Information is useful in that it helps make better decisions. This is much easier if the data is represented in a way that closely match the conceptual model of the business. Building a useful view of the data can dramatically decrease the time and cost of answering questions and even elevate the conversation to answering deeper questions about the business.

A typical example of where analysis can help is trying to increase revenue of a digitally sold product. Maybe you could increase marketing activity to attract new customers - but which acquisition channels should you focus on? Or you could make it easier to make a purchase - but where are potential customers getting stuck? Maybe you could cross-sell existing customers, but what products should you recommend to a customer? A good answer to these questions can contribute significantly to revenue, but they require good behavioural information.

Digital products make it really easy to gather data. You can just check your server logs to see the activity of your website. If you keep these logs, and have a way of tracking acquisition channels, you’ve got all the data you need to answer these questions.

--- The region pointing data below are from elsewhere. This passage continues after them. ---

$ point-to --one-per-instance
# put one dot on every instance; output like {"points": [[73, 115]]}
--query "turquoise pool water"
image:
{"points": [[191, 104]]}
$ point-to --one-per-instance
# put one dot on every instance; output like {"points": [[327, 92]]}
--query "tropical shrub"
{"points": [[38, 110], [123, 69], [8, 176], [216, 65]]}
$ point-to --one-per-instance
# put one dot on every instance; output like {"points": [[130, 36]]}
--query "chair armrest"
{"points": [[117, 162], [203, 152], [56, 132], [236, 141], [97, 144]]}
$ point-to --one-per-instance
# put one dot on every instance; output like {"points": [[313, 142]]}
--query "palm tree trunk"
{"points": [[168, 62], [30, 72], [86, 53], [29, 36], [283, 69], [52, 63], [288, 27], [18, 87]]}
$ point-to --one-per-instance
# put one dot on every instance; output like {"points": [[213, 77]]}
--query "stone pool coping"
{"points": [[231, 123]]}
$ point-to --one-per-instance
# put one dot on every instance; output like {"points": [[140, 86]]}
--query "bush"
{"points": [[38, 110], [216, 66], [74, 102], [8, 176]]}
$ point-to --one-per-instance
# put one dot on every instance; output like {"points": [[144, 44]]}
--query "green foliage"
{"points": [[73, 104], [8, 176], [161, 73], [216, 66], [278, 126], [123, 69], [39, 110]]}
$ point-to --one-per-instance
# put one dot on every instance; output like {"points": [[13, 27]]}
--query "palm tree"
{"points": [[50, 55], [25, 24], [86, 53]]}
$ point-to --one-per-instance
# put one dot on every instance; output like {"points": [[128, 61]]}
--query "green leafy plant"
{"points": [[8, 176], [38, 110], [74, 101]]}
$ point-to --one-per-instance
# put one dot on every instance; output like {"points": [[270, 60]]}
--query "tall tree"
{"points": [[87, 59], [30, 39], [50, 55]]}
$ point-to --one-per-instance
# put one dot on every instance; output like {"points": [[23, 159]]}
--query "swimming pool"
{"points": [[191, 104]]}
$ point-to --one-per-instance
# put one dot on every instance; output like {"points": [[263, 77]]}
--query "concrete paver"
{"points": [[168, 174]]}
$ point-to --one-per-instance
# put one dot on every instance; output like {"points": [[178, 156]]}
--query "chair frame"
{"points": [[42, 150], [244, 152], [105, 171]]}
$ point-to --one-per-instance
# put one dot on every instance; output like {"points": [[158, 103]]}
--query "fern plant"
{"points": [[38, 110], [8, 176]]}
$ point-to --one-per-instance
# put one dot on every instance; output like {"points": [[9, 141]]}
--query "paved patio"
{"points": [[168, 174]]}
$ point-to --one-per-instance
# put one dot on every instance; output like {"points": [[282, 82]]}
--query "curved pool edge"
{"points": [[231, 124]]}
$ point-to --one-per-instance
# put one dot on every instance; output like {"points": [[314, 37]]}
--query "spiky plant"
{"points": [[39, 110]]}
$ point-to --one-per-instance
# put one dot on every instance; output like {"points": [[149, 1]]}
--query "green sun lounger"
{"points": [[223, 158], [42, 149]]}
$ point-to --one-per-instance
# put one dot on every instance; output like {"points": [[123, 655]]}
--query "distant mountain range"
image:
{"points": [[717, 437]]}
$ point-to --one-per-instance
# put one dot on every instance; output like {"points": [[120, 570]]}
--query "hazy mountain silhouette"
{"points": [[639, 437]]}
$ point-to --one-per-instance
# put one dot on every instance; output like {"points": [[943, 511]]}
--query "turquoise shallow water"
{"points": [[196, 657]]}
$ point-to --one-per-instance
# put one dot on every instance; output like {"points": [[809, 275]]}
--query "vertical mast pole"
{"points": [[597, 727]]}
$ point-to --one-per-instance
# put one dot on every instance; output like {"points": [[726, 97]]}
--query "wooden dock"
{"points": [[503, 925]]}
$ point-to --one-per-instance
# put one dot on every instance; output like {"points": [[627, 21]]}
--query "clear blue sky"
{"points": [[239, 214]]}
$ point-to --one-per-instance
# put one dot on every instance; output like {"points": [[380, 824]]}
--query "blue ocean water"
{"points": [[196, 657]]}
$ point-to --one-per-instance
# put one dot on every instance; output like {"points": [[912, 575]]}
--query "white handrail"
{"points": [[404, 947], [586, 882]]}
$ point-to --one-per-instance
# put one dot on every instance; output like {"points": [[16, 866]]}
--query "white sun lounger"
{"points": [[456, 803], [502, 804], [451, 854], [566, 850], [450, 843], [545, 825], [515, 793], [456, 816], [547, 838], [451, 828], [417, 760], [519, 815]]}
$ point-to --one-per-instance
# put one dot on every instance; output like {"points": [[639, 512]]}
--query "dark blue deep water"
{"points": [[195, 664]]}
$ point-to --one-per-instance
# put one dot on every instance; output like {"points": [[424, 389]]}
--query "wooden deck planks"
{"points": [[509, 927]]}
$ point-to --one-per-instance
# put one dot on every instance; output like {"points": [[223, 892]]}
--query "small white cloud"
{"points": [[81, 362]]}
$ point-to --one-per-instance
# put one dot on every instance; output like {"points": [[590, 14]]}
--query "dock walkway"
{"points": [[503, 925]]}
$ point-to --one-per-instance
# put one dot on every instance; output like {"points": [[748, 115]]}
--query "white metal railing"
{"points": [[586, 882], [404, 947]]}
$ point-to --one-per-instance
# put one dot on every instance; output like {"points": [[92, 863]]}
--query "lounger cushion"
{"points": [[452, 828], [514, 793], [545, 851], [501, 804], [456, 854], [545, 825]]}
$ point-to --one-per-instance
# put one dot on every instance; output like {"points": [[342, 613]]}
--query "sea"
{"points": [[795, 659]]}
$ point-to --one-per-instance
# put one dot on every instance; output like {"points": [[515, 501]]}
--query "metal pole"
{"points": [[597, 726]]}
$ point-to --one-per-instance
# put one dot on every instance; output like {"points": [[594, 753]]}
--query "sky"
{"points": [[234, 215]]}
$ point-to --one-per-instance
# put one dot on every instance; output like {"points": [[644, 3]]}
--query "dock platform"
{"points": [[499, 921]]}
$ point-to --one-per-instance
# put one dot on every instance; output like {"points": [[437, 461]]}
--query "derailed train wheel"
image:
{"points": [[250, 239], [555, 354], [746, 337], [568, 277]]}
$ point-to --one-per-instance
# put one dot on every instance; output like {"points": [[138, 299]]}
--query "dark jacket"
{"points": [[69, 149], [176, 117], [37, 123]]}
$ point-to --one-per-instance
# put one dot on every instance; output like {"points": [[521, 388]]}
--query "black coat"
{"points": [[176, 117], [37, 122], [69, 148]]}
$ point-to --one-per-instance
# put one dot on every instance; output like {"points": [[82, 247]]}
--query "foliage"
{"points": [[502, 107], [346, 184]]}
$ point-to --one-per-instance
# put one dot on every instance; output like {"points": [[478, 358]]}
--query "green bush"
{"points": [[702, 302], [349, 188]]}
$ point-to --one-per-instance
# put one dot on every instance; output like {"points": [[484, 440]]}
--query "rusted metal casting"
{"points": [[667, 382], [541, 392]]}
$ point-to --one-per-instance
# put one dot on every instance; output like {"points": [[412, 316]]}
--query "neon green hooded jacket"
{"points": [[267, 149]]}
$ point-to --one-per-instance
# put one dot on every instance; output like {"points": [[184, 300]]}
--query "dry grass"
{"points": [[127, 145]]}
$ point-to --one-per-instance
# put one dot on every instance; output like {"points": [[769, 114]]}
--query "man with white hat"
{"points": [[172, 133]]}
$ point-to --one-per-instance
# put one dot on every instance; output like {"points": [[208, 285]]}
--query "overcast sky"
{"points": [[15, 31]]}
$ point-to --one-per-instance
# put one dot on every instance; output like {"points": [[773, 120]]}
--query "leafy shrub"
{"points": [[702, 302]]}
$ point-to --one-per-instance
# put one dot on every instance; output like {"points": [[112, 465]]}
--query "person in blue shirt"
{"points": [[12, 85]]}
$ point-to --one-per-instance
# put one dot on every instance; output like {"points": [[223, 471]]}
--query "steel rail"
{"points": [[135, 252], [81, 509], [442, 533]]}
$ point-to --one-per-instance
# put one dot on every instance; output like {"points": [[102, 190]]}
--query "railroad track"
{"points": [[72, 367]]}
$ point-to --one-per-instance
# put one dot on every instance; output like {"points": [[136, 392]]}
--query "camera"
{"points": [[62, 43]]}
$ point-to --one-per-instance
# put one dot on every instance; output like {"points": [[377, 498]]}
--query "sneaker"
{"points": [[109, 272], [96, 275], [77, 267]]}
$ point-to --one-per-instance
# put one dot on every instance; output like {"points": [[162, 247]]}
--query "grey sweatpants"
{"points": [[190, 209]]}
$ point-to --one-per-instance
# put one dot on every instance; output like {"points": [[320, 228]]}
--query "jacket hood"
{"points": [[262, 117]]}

However it’s really hard to go from logs of events to answer these kinds of questions because the data model doesn’t match your product. In all of the examples above there’s some notion of conversion opportunity; when a prospective customer comes to make a purchase do they make one? You can almost certainly identify a purchase because it will trigger some sort of delivery process, but how can you identify a prospective customer and tie it to the purchase? You can come up with a rule to identify individuals, and link it to the purchase event. But you’re really interested in acquisition channels, you’ll remove individuals that have been to your website before. And you’ll need to find how they arrived at the site, identifying the first page.

This is all possible, but there’s a lot of implementation work to create each piece. But there are lots of questions to ask and many of them have these similar concepts. You’ll end up writing the same things over and over, especially if you’re using SQL which doesn’t have language abstractions. Over time you’ll spend a lot of time rebuilding the same abstractions from the event data.

However you could build a view of the data that fits these questions much more closely, the Google Analytics Schema is a good example of this. It’s got a notion of a visitorID to identify an individual and a session or “visit” which represents a browsing session. Each session has a trafficSource identifying how the visit was acquired, and eCommerceActions which summarise the purchase behaviour. It’s even got a “newVisits” field to distinguish new versus returning visits. A lot of the questions we asked before are now a very simple query because the data is presented conceptually at a level closer to the questions.

When questions are easier to answer that enables asking deeper questions. We can start digging into the conversion funnel, identifying key events on the path to purchase to better understand the friction. Once the low-lying fruit is gone we can start segmenting customers based on their behaviour to understand how we can better serve specific groups of customers. We can also start understanding how products relate to better drive cross-selling. However again asking questions about funnels, identifying groups of behaviour or digging up related products starts becoming tedious. We can materialise these concepts and then lift the views to incorporate these concepts to make it easier to answer these questions, and start asking deeper questions again.

It’s definitely important to keep the event level data separately from these views. You can always rebuild the concepts, but it’s not always easy to extract the raw event data. The views by their nature implement business rules, and as the product changes some of the concepts will become outdated. It’s really easy to get stuck with a bad data model, but if you keep the raw data and the methodology of building views then it’s at least possible to build a new version and phase out the old one.

There’s obviously a cost to building new concepts and views, and doing it too much can leave a mess of data (instead of a mess of code). However in my experience the problem is that people are unwilling (or unable) to create new views, more than that they are creating too many. There is an exception in the intermediate tables someone created but no one knows how it was made; which is why the transform logic needs to be stored as a version controlled asset. Now that data storage and processing is much cheaper this should become the norm rather than the exception.